L’Eurostar arriva à l’heure à Saint-Pancras. Notre père m’attendait dans le hall de la gare. Nous ne nous étions pas revus depuis trois ans. Quand je pus m’acquitter des formalités de la douane anglaise, il vint rapidement à ma rencontre. Il avait les joues creuses et un teint gris que je ne lui connaissais pas. Son accolade fut chaleureuse :
- Hello, Phil’ ! Je suis content ! Vraiment content que tu aies pu te dégager pour arriver un jour avant les autres.

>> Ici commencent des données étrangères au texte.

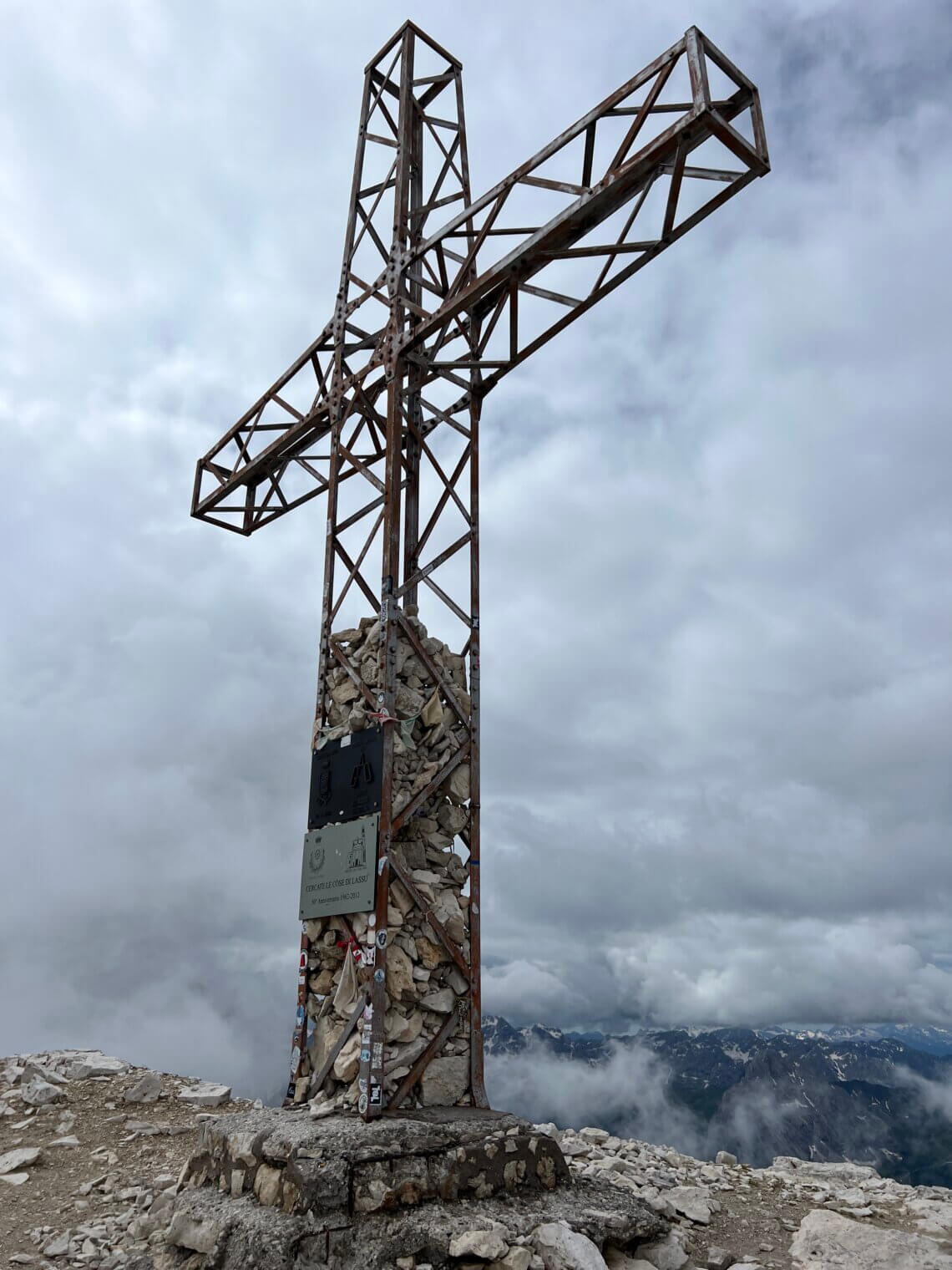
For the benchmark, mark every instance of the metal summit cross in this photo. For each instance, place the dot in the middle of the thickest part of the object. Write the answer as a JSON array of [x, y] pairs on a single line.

Dans le taxi qui nous conduisait chez lui, sa main affectueuse se posa sur mon genou :
- Nous avons besoin de parler tous les deux. Seuls.

Peu de choses avaient changé dans son bureau. Peut-être, sur les étagères de la bibliothèque en acajou, un peu plus de romans et d’ouvrages professionnels, de cassettes de souvenirs. Quelques photos de ses enfants aussi.
- Tu veux que je demande à Helen de te préparer quelque chose à manger ?
- Non merci, papa. Assieds-toi et dis-moi comment tu vas.
Avec effort, il rejoignit son fauteuil et dit d’une voix rauque :
- On est passé de la bronchite chronique à l’emphysème pulmonaire en un rien de temps.
- Et tu t’es arrêté de fumer, au moins ?
- Bien obligé ! Mais pas sans mal. Enfin, juste une cigarette le soir. Et encore, pas tous les soirs.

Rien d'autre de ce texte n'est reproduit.